Eine neue Erfahrung: Kopftuch tragen
Meine Lösung bestand dann einen Tag vor der Abreise in einer kleinen Shoppingtour: Weite lange Hosen, Oberteile die den Po und die Arme bis zum Handgelenk bedecken und natürlich ein Kopftuch. Ohne das geht als Frau in Somaliland gar nichts. Meine Nachbarin bezeichnete meinen neuen Kleidungsstil als „walla-walla“, was ich tatsächlich als sehr treffend empfand 😉.
Beim Aussteigen aus dem Flugzeug in Hargeisa war ich über diese Entscheidungen froh, da wir von vielen Männern in Militärkleidung und Frauen in Abayas (einem langen, lockeren Kleidungsstück, welches die komplette Form des Körpers verhüllt) und einem Hijab (dem Kopftuch) „begrüßt“ wurden.
Die Rolle der Frau in der humanitären Hilfe
In Somaliland hatte ich viele verschiedene Meetings in diversen Büros überall in der Stadt verteilt, unter anderem beim Ministerium für Landwirtschaft. Da wir als Tearfund nie allein Projekte vor Ort umsetzen, sondern immer mit lokalen Partnerorganisationen und auch mit offiziellen Regierungsvertretern zusammenarbeiten, ist uns dieser Austausch enorm wichtig.
Warum sollte auch jede NGO ihren eigenen Ansatz und ihre eigenen Projekte umsetzen, wenn man gemeinsam viel mehr Gutes bewirken kann?!

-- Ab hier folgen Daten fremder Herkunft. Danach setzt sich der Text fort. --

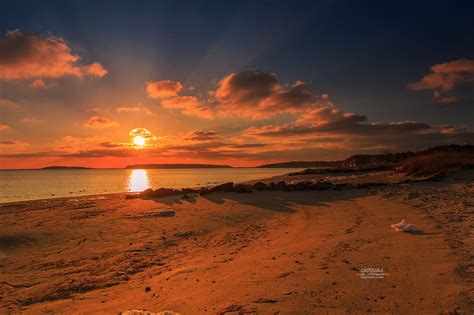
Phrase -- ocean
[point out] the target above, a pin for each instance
(20, 185)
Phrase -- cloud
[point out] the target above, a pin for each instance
(12, 143)
(189, 105)
(100, 122)
(201, 135)
(4, 127)
(109, 144)
(32, 57)
(142, 132)
(5, 103)
(143, 110)
(259, 95)
(96, 69)
(38, 84)
(30, 120)
(444, 78)
(163, 89)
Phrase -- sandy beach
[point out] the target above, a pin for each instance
(265, 252)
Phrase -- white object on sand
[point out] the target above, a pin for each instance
(403, 226)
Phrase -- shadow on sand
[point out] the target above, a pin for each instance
(279, 201)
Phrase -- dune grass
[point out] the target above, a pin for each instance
(437, 162)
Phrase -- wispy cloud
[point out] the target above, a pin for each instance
(443, 79)
(34, 57)
(100, 122)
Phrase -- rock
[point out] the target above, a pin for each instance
(412, 195)
(163, 192)
(203, 191)
(281, 185)
(226, 187)
(242, 188)
(259, 186)
(144, 312)
(272, 186)
(161, 214)
(436, 177)
(321, 185)
(299, 186)
(189, 191)
(146, 192)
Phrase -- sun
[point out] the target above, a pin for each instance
(139, 141)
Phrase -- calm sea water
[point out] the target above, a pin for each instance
(17, 185)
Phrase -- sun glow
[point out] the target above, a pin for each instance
(139, 141)
(138, 181)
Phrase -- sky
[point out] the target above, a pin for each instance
(243, 83)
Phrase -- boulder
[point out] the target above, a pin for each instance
(242, 188)
(189, 191)
(259, 186)
(146, 192)
(272, 186)
(321, 185)
(163, 192)
(281, 185)
(226, 187)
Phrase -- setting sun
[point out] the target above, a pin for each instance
(139, 141)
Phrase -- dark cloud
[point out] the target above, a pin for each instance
(444, 78)
(201, 135)
(30, 57)
(259, 95)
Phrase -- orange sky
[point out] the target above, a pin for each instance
(60, 107)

Eine Sache, die mir besonders aufgefallen ist, ist die Rolle der Frauen in der Humanitären Hilfe. Wenn ich ehrlich bin, habe ich im Vorfeld nämlich folgendes in Somaliland erwartet: Hier haben nur Männer das Sagen und die Frauen bleiben zu Hause, sind ungebildet und haben sich um die (vielen) Kinder zu kümmern.
Jedoch war die erste Person, die ich in unserem ersten Meeting kennenlernen durfte, Ifrah (29): eine (wie sie selbst sagt) feministische Frau, die eine Leitungsposition bei einem unserem Partner innehat. Sie ist Mutter von zwei Kindern, hat Soziale Arbeit studiert und hat sich von ihrem gewalttätigen Mann scheiden lassen. Leider ist es jedoch absolut unüblich, dass Frauen für ihre Rechte in Somaliland einstehen, weshalb es auch in diesem Bereich mittlerweile Unterstützung von NGOs gibt. Gott sei Dank!
Ein Satz von Ifrah ist mit besonders in Erinnerung geblieben: „For a long time men pushed us away. Now we are pushing back.” Diesen Satz von einer muslimischen Frau in einem sehr konservativen muslimischen Land zu hören, hätte ich nicht erwartet!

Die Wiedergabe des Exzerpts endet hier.